They no longer see the February sky; no longer do they breathe the cold odorous wind: they are pushed one against the other into a filthy corridor, from the walls of which—painted Heaven knows how!—oozes a thick, slimy sweat.
They remain there herded for some time, until another door opens. A gendarme counts them off by the dozen, like fruit or cattle, and hustles them into a large hall where the Thing is to take place....
At once a sickening smell of man makes them gasp. They cannot at first see very clearly what all the movement going on there is about. But they are left no time to think.

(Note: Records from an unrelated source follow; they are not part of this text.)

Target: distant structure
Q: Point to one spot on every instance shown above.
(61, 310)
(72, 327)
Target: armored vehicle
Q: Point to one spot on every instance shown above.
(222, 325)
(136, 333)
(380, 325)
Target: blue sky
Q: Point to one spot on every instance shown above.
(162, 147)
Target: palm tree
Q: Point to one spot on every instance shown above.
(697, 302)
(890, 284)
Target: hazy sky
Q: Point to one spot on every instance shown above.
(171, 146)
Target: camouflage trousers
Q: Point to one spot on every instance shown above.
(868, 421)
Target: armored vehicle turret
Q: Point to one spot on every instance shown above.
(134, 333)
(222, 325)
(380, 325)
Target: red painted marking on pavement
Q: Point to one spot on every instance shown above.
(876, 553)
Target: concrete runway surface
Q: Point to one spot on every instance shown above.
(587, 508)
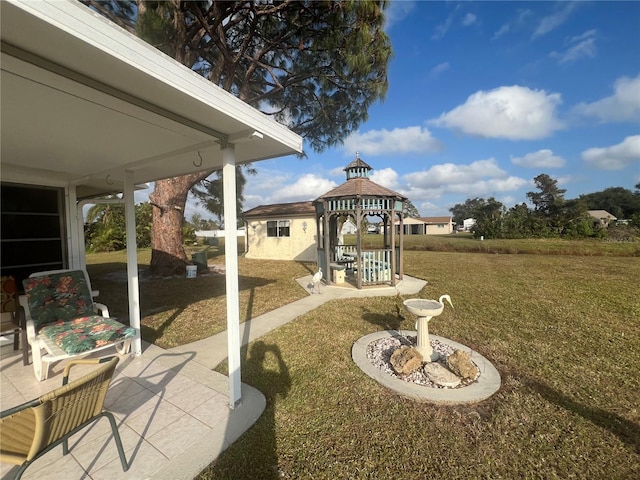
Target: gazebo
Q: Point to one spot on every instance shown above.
(359, 197)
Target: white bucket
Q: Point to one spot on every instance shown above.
(192, 271)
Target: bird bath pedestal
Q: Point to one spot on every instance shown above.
(425, 310)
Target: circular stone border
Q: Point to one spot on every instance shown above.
(487, 384)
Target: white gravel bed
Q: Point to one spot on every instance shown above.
(379, 354)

What indeed is the good of thinking at a time when an immense lamenting cry escapes from the entire stricken nation—a desperate call, the death-rattle of a drowning people?
Why think? Does that frenzied, roaring whirlwind which lays waste the old continent, does that think? No, it is not indeed the time for thought.
The men have to undress quickly and fall in—in rows.
The hall is huge and forbidding. Its walls are decorated with texts, and there are busts of unknown men; in the centre a table, as at a tribunal.
Some big-wig, white-haired and rather arrogant, is enthroned there; he seems exhausted, but pertinacious. He is assisted by some obscure supernumeraries.
In front of the table, two doctors in white overalls—one old and wizened, the other still young, with a preoccupied, listless look.
The men advance in single files towards each of the doctors in white: they march one behind the other like suppliants proceeding to the altar of an angered God. They do not know what to do with their arms.